8. The image sequence based color burst detection method for calendering machines according to claim 7, characterized in that, The segment correspondence includes the entry position correspondence, exit position correspondence, and segment mapping order of the same material segment in adjacent machine position images; wherein, the entry position correspondence and the exit position correspondence are determined by comparing the front and back positions of the material edge line, width boundary line, and surface reference texture in adjacent machine position images, and the segment mapping order is determined by the installation spacing between adjacent machine positions and the material running direction.
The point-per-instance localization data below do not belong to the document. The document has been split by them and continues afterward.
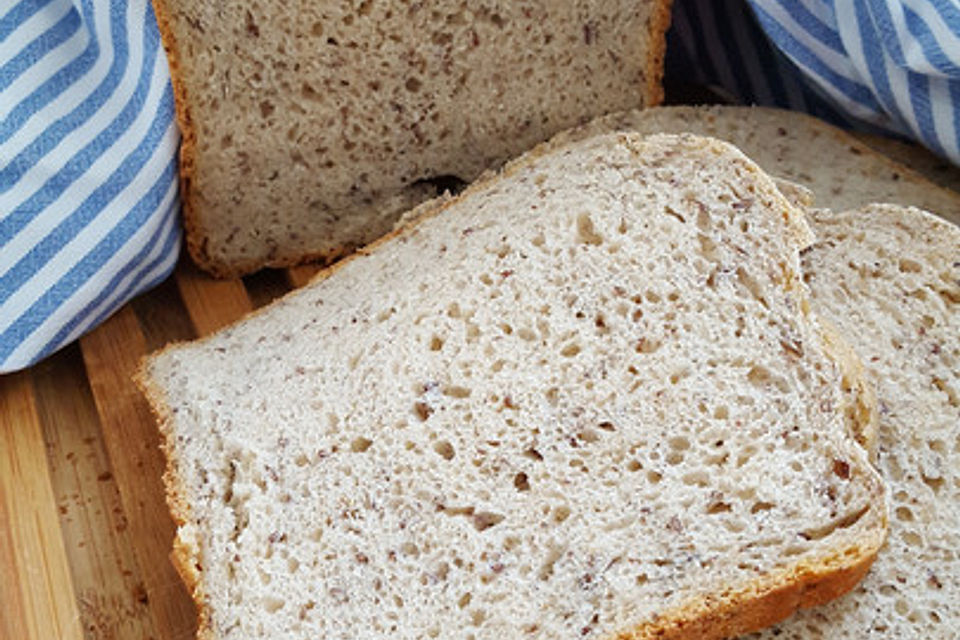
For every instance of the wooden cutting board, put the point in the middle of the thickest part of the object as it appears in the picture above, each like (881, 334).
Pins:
(85, 534)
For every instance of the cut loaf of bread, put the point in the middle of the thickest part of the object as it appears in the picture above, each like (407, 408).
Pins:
(889, 279)
(585, 398)
(842, 172)
(309, 127)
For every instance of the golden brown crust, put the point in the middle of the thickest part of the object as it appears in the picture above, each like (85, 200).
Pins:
(188, 138)
(184, 557)
(197, 236)
(659, 24)
(761, 605)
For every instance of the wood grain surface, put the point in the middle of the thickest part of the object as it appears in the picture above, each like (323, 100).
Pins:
(85, 534)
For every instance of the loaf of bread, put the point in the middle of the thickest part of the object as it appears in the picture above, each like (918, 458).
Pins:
(585, 398)
(842, 172)
(889, 279)
(309, 127)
9. The image sequence based color burst detection method for calender material according to claim 1, wherein, Generating the material's shape and color abrupt change segment includes: The termination position of the candidate segment of shape and color change is compared with the starting position of the continuation segment of shape and color change; when the termination position and the starting position are continuous in the material movement direction, it is determined that there is a material position continuity relationship between the candidate segment of shape and color change and the continuation segment of shape and color change. After determining the continuity of the material positions, the candidate segments for shape and color abrupt changes and the continuation segments for shape and color abrupt changes are judged sequentially. When the direction of shape change of the candidate segments for shape and color abrupt changes and the continuation segments for shape and color abrupt changes are the same, the direction of color change of the candidate segments for shape and color abrupt changes and the continuation segments for shape and color abrupt changes are compared. When the direction of color change is the same, it is determined that there is a continuity relationship of shape and color change between the candidate segments for shape and color abrupt changes and the continuation segments for shape and color abrupt changes. When the material position continuity relationship and the shape and color change continuity relationship are both true, the shape and color change candidate segment and the shape and color change continuity segment are merged in order to generate the material shape and color change segment.
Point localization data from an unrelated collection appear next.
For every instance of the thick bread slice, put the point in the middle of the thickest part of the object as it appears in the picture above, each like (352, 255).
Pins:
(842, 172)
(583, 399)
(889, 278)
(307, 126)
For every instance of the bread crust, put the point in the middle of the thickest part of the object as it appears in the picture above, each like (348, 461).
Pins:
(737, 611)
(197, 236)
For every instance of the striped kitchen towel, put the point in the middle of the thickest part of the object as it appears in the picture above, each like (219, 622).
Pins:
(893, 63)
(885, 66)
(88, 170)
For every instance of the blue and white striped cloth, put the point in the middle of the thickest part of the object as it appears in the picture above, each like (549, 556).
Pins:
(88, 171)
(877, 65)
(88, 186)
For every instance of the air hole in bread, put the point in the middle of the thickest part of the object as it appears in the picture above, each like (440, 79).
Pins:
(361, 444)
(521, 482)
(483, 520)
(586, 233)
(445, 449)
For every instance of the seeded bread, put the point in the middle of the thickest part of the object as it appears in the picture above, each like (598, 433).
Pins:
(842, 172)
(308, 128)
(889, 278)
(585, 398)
10. The image sequence based color burst detection method for calendering machines according to claim 9, characterized in that, The continuity of material position includes the connection between the termination position of the candidate segment of shape and color change and the starting position of the continuation segment of shape and color change in the direction of material movement; wherein the connection between the termination and starting positions includes the starting position of the continuation segment of shape and color change being located after the termination position of the candidate segment of shape and color change, and there being no other shape and color change segments between them. The relationship of shape and color change continuity includes the relationship that the shape and color change candidate segment and the shape and color change continuity segment have the same direction of shape change, and the relationship that the shape and color change candidate segment and the shape and color change continuity segment have the same direction of color change; wherein, the relationship that the shape and color change direction is the same includes the relationship that the edge fluctuation change, the calendering line direction change, and the local bulge distribution change in the shape and color change candidate segment are all increased or all decreased in the shape and color change continuity segment; the relationship that the color change direction is the relationship that the brightness difference change, the color shift change, and the surface gloss change in the shape and color change candidate segment are all increased or all decreased in the shape and color change continuity segment.